As part of a survey of working artists on the Lower East Side at the Manny Cantor Center, Culture Push displayed work and artifacts from eight projects that came out of The Fellowship for Utopian Practice. The show, curated by Linda Griggs and Yona Verwer, celebrated the organizations and artists that have called the Lower East Side home and who have been participating in the radical history of art and politics there. 

Contributing Artists

Nancy Nowacek shared a series of symbols, created in 2014, that were used in the launch of the Citizen Bridge project during her fellowship in 2012. In this project, she worked toward constructing an effective way to build a pedestrian bridge to Governor's Island. 

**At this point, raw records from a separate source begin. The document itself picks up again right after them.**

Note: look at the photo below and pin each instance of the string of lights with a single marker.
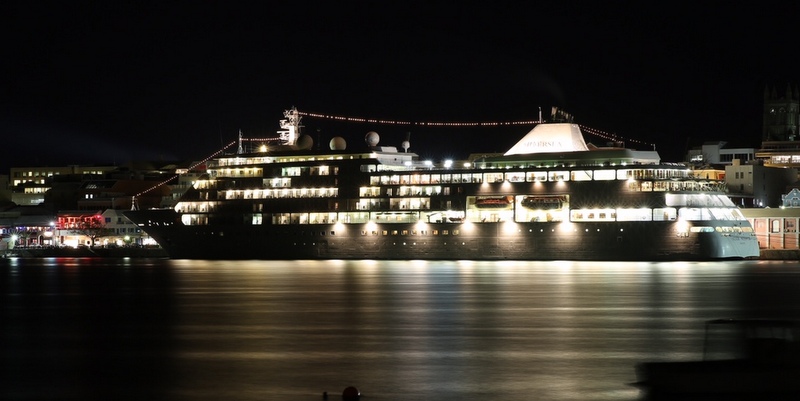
(192, 167)
(589, 130)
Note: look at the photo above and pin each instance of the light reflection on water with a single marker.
(398, 330)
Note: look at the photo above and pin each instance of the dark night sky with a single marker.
(115, 81)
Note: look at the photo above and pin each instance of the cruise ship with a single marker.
(551, 196)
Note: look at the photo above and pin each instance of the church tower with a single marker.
(781, 115)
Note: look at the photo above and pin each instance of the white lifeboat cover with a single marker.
(549, 138)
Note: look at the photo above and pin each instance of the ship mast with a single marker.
(290, 127)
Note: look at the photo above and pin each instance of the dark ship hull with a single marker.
(646, 241)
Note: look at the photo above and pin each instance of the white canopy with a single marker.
(549, 138)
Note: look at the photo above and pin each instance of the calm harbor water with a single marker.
(102, 329)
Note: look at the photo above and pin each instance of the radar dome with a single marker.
(305, 142)
(338, 143)
(372, 138)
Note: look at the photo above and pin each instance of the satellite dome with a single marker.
(372, 138)
(338, 143)
(305, 142)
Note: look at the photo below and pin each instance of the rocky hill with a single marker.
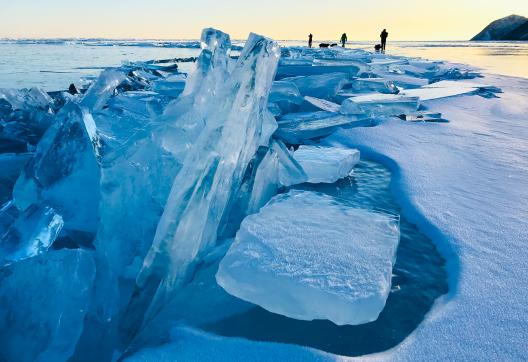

Esther Neff presented small diagrams from the Theatre as Theory conference, a collaborative project that she worked on with Yelena Gluzman during her fellowship in 2012. 

Benton Bainbridge showed a collaboration from 2002 with Bill Etra, who was the subject of Telematic Etra. His project allowed Bill, who is immobilized from congenital spinal stenosis, to talk with and inspire other artists through video chat room discussions.

Chloë Bass displayed artifacts from her Department of Local Affairs project in 2013, in which she sought to heighten the communal awareness of place as a site of everyday exchange. 

Go! PushPops, led by Katie Cercone and Elisa Garcia de la Huerta, offered a poster and necklace made from their Diamond Tribe Goddess workshops in 2013. These workshops offered a safe space for low-income queer youth to explore movement as a self-empowerment tool.  

Alicia Grullon shared documentation from Percent for Green, her project in 2013 which facilitated community coalition and utilized art-making as a means to create solutions for environmental progress in local communities.  

Liz Linden and Jen Kennedy displayed photographs of participants in a T-shirt giveaway that took place in relation to their 2013 fellow project, The New York Times Feminist Reading Group. Organized as a series of collaborative public performances and a culminating publication, their project invited others to annotate and discuss New York Times issues through a feminist lens.

Barrie Cline and Sol Aramendi shared documentary art from participants in Usa tu celular, their fellows project in 2014 that led art-making and coalition-building workshops for day laborers to create self-representations that counter the criminalized stereotypes.